Another program worth noting in the bill is the dramatically expanded Transportation Infrastructure Finance and Innovation Act (TIFIA), which grows more than eightfold to $2 billion over two years. This program leverages other public sector as well as private sector investment, and therefore could yield tens of billions of dollars worth of investment. This is one of the least surprising parts of the bill, since Chairman Boxer has made it clear that it is a priority which will benefit, among others, the remarkable initiative to boost highway and transit capacity rapidly in Los Angeles (dubbed 30/10). The bill is clear that projects are subject to environmental as well as creditworthiness reviews (although more performance criteria should be tied to this boost in funding).
And that brings up the last and arguably most important question about getting better results from the program, including for the environment. There are contrasting provisions in the new bill. On the one hand, the bill takes cues from a variety of groups including Transportation for America with our "objectives and targets" and the Bipartisan Policy Center with its focus on a performance-driven system. It also includes a remarkable section that requires the development of performance plans at the state and metropolitan regional levels. There’s even an optional scenario-planning section. However, the list of performance criteria is limited to conditions and performance (i.e., preventing deterioration of roads, bridges, etc.) and does not include energy or environmental goals.
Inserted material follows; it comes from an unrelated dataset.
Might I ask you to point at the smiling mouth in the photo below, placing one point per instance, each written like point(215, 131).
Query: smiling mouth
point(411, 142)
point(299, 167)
One huge area of concern to us is the section devoted to “accelerated project delivery.” Such terms set off alarm bells, because I have seen a lot of wrongheaded proposals supposedly aimed at getting things built faster but which would shortchange important environmental reviews. Unfortunately, it looks like the bill includes unwarranted shortcircuiting. It could aggressively expand the use of “categorical exclusions,” a tool for avoiding a thorough examination done during environmental assessments or environmental impact statements. Because state agencies get more leeway to use this tool it could also be abused. Parts of the process would be compressed, which could make it more likely that reviewers wouldn’t spot damaging design flaws in time. And fines would be imposed to provide a serious incentive for agencies to come to a decision sooner, which could also lead to hurried, mistake-prone reviews. It’s disappointing to see such potentially harmful provisions in the bill. NRDC will work to remove them before enactment.
The bottom line? This now moves us forward in the infrastructure race. It includes some environmentally beneficial provisions, as well as ones that should help prevent more “bridges to nowhere” by requiring better planning and performance management. And it has flaws such as the unnecessary provisions that could shortchange environmental reviews.
That said, MAP-21 represents bipartisan, forward progress, which in the current political environment is well worth applauding in and of itself.